What will the market do when there are no more headlines from Greece? The markets have been driven by the news for weeks and we are finally down to the last stages of this ongoing disaster.

The volatility has been huge. The Dow has move more than 200 point on each of the last five days. So far, 2015 has had the most down days in the last 12 years. That is an amazing statistic since the Nasdaq and Russell 2000 were at new highs just three weeks ago.

The S&P closed right at resistance at 2100 after rebounding +55 points from last Wednesday's lows at 2044. Today's close is only 30 points away from a new high. It is actually possible we could be retesting those highs if all the dominoes fall the right way in Greece and the EU over the next week.

With Greece out of the headlines, we can start focusing on other things like Q2 earnings.
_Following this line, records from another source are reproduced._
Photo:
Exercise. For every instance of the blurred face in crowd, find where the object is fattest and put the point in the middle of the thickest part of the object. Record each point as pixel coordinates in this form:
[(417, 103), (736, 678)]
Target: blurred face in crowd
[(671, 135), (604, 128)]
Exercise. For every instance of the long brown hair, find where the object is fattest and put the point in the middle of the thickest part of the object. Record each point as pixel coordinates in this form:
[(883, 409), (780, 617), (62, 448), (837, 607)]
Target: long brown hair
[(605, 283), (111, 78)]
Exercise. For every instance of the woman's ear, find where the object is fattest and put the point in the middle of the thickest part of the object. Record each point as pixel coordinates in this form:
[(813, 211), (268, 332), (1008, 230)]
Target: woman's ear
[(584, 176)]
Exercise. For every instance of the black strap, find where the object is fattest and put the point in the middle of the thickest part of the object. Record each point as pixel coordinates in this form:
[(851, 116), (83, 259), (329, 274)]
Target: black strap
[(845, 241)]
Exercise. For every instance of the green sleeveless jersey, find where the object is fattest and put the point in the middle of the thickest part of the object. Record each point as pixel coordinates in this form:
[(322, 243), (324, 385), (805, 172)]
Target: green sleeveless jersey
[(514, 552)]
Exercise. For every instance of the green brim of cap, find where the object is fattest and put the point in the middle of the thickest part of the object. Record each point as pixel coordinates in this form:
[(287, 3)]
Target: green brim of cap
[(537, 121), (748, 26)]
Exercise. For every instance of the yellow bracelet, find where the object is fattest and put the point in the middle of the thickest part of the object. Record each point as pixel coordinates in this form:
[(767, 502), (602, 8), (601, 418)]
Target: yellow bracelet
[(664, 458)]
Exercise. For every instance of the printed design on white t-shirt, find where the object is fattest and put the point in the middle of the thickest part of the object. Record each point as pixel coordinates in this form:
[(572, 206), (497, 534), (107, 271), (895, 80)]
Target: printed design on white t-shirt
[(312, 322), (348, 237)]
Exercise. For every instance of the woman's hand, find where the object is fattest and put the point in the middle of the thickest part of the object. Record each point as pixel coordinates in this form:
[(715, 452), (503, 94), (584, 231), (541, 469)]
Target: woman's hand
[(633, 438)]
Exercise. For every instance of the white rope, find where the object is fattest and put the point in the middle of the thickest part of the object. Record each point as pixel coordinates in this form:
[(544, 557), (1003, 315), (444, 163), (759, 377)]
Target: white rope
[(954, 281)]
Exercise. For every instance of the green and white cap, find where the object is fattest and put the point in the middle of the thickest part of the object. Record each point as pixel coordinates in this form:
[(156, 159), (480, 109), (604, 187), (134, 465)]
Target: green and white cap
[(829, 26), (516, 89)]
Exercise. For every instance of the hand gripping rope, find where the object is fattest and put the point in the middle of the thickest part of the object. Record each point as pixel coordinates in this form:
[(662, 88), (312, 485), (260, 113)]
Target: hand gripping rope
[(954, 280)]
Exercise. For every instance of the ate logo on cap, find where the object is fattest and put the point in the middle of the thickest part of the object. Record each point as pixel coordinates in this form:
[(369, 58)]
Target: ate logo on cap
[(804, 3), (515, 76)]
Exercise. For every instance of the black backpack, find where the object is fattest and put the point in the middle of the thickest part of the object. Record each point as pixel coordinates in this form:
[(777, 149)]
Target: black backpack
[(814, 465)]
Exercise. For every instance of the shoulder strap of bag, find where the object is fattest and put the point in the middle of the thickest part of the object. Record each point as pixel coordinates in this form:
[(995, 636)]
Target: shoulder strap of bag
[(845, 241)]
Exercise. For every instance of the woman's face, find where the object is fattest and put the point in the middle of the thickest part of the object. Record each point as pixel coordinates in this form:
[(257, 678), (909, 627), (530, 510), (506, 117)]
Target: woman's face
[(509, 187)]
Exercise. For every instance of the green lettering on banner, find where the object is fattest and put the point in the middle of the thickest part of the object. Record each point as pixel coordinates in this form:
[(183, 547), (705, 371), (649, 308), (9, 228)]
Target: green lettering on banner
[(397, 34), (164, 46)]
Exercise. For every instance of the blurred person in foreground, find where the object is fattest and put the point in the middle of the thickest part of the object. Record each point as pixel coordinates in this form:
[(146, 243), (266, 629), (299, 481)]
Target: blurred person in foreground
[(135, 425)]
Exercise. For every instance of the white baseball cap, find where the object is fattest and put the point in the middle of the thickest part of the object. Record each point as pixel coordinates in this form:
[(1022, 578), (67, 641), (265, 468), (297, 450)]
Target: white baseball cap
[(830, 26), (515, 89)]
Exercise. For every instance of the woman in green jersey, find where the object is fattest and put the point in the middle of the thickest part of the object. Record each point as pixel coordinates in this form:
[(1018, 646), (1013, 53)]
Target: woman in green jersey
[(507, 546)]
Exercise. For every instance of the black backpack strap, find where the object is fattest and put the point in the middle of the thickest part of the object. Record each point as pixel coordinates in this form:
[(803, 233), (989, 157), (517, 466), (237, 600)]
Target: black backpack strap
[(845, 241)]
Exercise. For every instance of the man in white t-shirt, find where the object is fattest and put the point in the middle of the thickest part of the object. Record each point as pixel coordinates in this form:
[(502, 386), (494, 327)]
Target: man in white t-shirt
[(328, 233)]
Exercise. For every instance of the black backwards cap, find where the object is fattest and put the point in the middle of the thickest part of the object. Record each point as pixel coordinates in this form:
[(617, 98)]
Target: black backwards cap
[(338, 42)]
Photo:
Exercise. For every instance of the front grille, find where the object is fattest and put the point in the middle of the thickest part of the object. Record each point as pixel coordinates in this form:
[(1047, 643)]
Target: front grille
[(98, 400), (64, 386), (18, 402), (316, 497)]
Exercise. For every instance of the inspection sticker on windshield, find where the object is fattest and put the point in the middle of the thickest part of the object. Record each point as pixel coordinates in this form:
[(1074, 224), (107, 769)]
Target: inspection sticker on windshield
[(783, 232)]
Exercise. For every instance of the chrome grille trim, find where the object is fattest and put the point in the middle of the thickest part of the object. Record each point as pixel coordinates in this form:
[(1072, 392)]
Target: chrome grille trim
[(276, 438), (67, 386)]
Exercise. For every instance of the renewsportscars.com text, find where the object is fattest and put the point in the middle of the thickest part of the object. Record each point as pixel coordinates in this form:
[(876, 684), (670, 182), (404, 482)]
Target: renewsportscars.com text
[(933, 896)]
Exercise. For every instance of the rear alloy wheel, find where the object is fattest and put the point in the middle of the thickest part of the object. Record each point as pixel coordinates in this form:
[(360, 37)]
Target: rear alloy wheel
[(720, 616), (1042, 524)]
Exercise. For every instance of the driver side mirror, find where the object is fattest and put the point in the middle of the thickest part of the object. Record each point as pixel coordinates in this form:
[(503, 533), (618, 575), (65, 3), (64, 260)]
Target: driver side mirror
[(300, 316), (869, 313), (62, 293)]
Once past the critical earnings a short three weeks from now the market will begin to focus on the dog days of summer and the potential for a Fed rate hike in September. That is looking like almost a sure thing once the uncertainty over Greece is gone.

Yellen will testify this week before Congress and you can bet she is going to reiterate the Fed's desire to raise rates and she will probably mention the declining uncertainty surrounding Greece. The Greek vote in parliament will be over before she takes center stage in Washington on Wednesday. She will know how that the Greek situation will play out before she gives her testimony.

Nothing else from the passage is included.